Nachdem Zhou Xuan das Porträt bestätigt hatte, ließ Lao Song es ausdrucken. Fu Yuanshan nahm den Ausdruck, betrachtete ihn und zweifelte an der Echtheit von Zhou Xuans Darstellung. In seinen Augen erschienen ihm alle Tricks Zhou Xuans von Anfang bis Ende absurd. Selbst wenn er die Leiche im Fluss fände, würde er Zhou Xuan weiterhin misstrauen.
Fu Yuanshan hielt das Bild in der Hand und dachte einen Moment nach. Dann wies er Lao Song an, Dutzende weitere Kopien auszudrucken. Anschließend brachte er die Porträts zusammen mit Zhou Xuan zurück in sein Büro im sechzehnten Stock.
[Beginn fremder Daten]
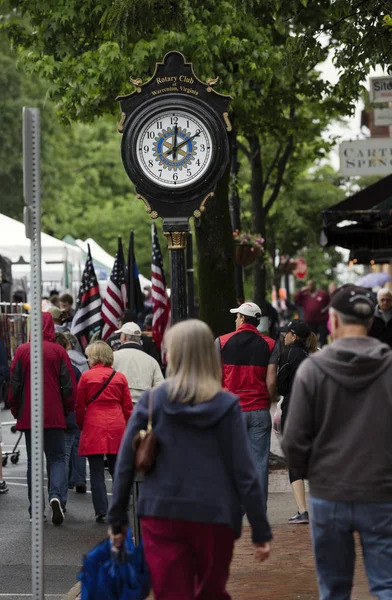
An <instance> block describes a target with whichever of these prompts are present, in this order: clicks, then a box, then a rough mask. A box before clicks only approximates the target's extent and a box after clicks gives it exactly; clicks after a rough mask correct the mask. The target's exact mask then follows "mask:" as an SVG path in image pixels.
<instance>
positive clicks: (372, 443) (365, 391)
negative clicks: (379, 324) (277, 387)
mask: <svg viewBox="0 0 392 600" xmlns="http://www.w3.org/2000/svg"><path fill="white" fill-rule="evenodd" d="M391 423H392V351H391V349H390V348H389V346H387V345H386V344H382V343H381V342H379V341H378V340H376V339H374V338H371V337H352V338H343V339H338V340H336V341H335V342H333V343H332V344H330V345H329V346H325V347H324V348H323V349H322V350H321V352H316V353H315V354H312V355H311V356H310V357H309V358H308V360H306V361H304V362H303V364H302V365H301V366H300V367H299V369H298V371H297V374H296V377H295V381H294V386H293V389H292V393H291V400H290V408H289V412H288V418H287V422H286V427H285V431H284V435H283V450H284V453H285V455H286V458H287V461H288V464H289V467H290V468H292V469H296V470H298V471H300V473H301V474H302V476H303V478H306V479H309V485H310V492H311V494H312V495H313V496H315V497H316V498H322V499H325V500H334V501H341V502H380V503H381V502H392V435H391Z"/></svg>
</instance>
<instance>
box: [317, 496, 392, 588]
mask: <svg viewBox="0 0 392 600" xmlns="http://www.w3.org/2000/svg"><path fill="white" fill-rule="evenodd" d="M310 508H311V520H310V522H311V529H312V539H313V548H314V553H315V559H316V568H317V578H318V585H319V592H320V600H330V599H331V598H333V600H349V599H350V598H351V588H352V585H353V576H354V566H355V543H354V532H355V531H357V532H358V533H359V536H360V540H361V546H362V552H363V558H364V563H365V569H366V573H367V576H368V580H369V587H370V591H371V593H372V594H373V595H374V596H375V597H376V598H378V600H390V599H391V598H392V503H389V504H359V503H349V502H333V501H331V500H321V499H319V498H313V497H311V498H310Z"/></svg>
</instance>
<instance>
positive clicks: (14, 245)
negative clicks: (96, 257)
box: [0, 214, 83, 270]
Zhou Hong wartete in seinem Büro, als Fu Yuanshan ihm das Porträt überreichte und ihn anwies: „Zhou Hong, untersuche diese beiden Porträts und versuche, Wei zu finden. Überprüfe außerdem die Bilder in unserer Datenbank für öffentliche Sicherheit.“
Zhou Hong fühlte sich seltsam. Obwohl Direktor Fu ihn heute beauftragt hatte, ein Team für Fälle von Verstümmelung zusammenzustellen, ließ er ihn nicht wie üblich alles selbst erledigen. Stattdessen schickte er ihn nur mit Besorgungen los. Das waren nicht die Aufgaben eines Teamleiters. War das etwa eine Verschwendung seiner Talente?
Wie es der Zufall wollte, ging Zhou Hong zwar auf eine ungewöhnliche Art und Weise vor, doch als er die Bilder in sein Büro mitnahm und sie von seinen Untergebenen überprüfen ließ, stellten sie sich als ein und dieselbe Person heraus.